Boom boom boom let me here you say way oh
Way oh!
ACK!
Still sounds better than brokencyde.
What a weird looking iPod.
“Chill out ears, we got this.” – this girl’s index fingers.
In Soviet Russia, van rape YOU.
In ears.
None of you are taking this contest seriously.
Real translation of the words on the side of the van: “This van plays the Brown Note at 40,000 WATTS”
40,000 = Reggie
“Girl, your hair got rhythm, but it is giving me the blues. Come here and let me jazz it up for you, I’ll give the base some pop.”
Then Zohan humps her head, as everyone in the salon laughs loudly for some reason. Somewhere, a fat lady farts.
Probably. I didn’t watch that shitty movie.

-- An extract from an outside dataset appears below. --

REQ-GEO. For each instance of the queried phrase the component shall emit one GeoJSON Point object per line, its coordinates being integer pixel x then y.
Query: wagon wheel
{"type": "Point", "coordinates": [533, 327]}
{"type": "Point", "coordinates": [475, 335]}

I met my older boyfriend at http://www.ay.er.com. He likes same Hz as me! LOL!
1.21 gigaWHATs.
“Your hair has so much volume! What shampoo do you use?”
“The MegaBass 40,000: So Deaf People Can Hate Nickelback Too”
“It took a while, but science has finally proven that yes, it was an actual wall of sound that did that to Phil Spector’s hair”.
Boom-van is not a toy!
“Something in German”
This is what 12 thousand dollars in deferred child support looks like.
Because sticking your finger in an electrical socket is SO-two-thousand-and-LATE.
I am Zohan. I am in Awful MovieFilm. I cut your hair.